Paul lives in New York City, attends house parties and readings in Williamsburg, daily ingests large amounts of both prescription and illicit drugs and visits his parents in Taipei, Taiwan every year. You may have none of those things in common with him, but Taipei doesn’t rely on the reader identifying with Paul in any of the particulars. What we all share with him is the tedium of existence. Life isn’t a grand adventure. It consists of the everyday, the mundane, the routine. Lin doesn’t give us an escape; he forces us to stand face-to-face with what it means to live.

The novel is a memento mori of sorts. There’s no beautiful narrative arc – it’s just life. Lin writes, “At a certain age, he remembered, he had often lain motionless on carpet, or a sofa, feeling what he probably viewed, at the time, as boredom and what now seemed like ignorance of – or passive disbelief in – his forthcoming death….Paul intuited that if he were immortal, or believed he was, he might feel what he’d felt as a child, which seemed less enjoyable than obscurely unsatisfying, something he’d want to be distracted from feeling.” For Paul, the idea that there might not be an end to this life, regardless of what might come after, is far more debilitating than the knowledge of his own mortality.

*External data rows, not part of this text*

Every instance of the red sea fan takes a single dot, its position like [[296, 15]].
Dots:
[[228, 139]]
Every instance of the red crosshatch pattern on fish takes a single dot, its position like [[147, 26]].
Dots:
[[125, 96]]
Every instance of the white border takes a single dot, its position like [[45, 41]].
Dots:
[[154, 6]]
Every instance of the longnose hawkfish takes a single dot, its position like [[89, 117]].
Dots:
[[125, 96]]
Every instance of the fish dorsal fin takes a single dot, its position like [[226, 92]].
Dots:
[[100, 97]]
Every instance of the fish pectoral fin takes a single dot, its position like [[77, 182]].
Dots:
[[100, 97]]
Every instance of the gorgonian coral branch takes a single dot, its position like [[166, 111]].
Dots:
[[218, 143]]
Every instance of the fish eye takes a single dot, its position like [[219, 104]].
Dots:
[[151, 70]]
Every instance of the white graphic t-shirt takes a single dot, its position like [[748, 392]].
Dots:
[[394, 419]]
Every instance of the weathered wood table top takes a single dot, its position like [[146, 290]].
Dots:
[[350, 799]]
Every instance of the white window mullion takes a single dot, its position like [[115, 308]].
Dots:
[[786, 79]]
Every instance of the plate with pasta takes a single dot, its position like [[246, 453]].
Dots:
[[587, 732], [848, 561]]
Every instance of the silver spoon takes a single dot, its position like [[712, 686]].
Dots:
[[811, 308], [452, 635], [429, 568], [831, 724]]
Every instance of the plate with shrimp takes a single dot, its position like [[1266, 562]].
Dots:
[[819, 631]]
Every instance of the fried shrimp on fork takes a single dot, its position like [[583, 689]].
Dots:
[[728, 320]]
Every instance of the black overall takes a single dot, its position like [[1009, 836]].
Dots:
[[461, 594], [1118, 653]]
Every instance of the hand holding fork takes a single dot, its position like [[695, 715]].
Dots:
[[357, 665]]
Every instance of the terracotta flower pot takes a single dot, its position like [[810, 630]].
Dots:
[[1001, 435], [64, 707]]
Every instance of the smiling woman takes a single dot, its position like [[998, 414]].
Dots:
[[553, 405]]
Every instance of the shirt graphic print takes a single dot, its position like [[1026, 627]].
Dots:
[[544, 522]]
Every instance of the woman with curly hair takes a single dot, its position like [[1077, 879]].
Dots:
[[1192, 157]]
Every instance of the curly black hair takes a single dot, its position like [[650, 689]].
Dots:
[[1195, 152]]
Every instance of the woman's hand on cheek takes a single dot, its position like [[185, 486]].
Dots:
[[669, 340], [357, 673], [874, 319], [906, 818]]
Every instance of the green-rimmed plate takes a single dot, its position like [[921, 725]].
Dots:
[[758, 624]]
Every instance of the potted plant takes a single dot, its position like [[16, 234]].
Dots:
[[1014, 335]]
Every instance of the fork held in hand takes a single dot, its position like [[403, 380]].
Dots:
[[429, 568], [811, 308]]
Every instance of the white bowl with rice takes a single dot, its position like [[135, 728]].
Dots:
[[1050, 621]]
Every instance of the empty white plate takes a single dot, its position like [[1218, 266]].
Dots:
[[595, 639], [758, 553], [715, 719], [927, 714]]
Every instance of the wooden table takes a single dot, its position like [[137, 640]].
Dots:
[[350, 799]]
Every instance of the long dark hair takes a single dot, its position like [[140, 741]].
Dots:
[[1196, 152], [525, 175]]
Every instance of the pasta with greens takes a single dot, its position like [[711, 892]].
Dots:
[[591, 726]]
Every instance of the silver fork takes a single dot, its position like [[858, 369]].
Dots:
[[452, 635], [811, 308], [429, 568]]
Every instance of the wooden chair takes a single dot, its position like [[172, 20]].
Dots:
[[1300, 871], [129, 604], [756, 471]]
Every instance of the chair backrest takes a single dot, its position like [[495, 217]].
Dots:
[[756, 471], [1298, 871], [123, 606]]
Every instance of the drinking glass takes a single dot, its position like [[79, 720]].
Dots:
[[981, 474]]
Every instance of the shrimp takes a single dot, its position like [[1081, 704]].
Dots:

Taipei is similar to My Struggle, the six-volume memoir (only two of which have been translated into English, so far) of Norwegian author Karl Ove Knausgaard, in that it finds significance in what life really is, rather than some grand, romantic experience. And that’s why these books are important. They remind us that human existence consists not in making a name for oneself or accomplishing something historically noteworthy, since that’s not real for most of us. It’s often difficult to accept, but, in the words of Zadie Smith, “isn’t it a bit perverse to be angry at artists who deliver back to us the local details of our local reality?”

Most of us define our lives by the high points – graduations, job offers, weddings, births, etc. Everything else is a sort of filler between those treasured moments. And that’s a hard way to live. Each day in itself has value only insofar as it promises to lead to future significance. A new generation of authors, epitomized by Lin and Knausgaard, reminds us that every single day is important. We’re only alive for a short time, so we ought to look for the good in the existence that we have.

Taipei isn’t filled with beautifully descriptive prose about the New York City skyline or perfectly tragic romances. It is simply the story of Paul, a young writer who struggles to connect with people and is almost always high on something. For 248 pages, we live with him in what feels like a small room whose walls are closing in. It’s uncomfortable and, at times, unbearable. But it’s worth it because, by the last page, we intimately understand the life to which Paul is referring when he says that he is “grateful to be alive.”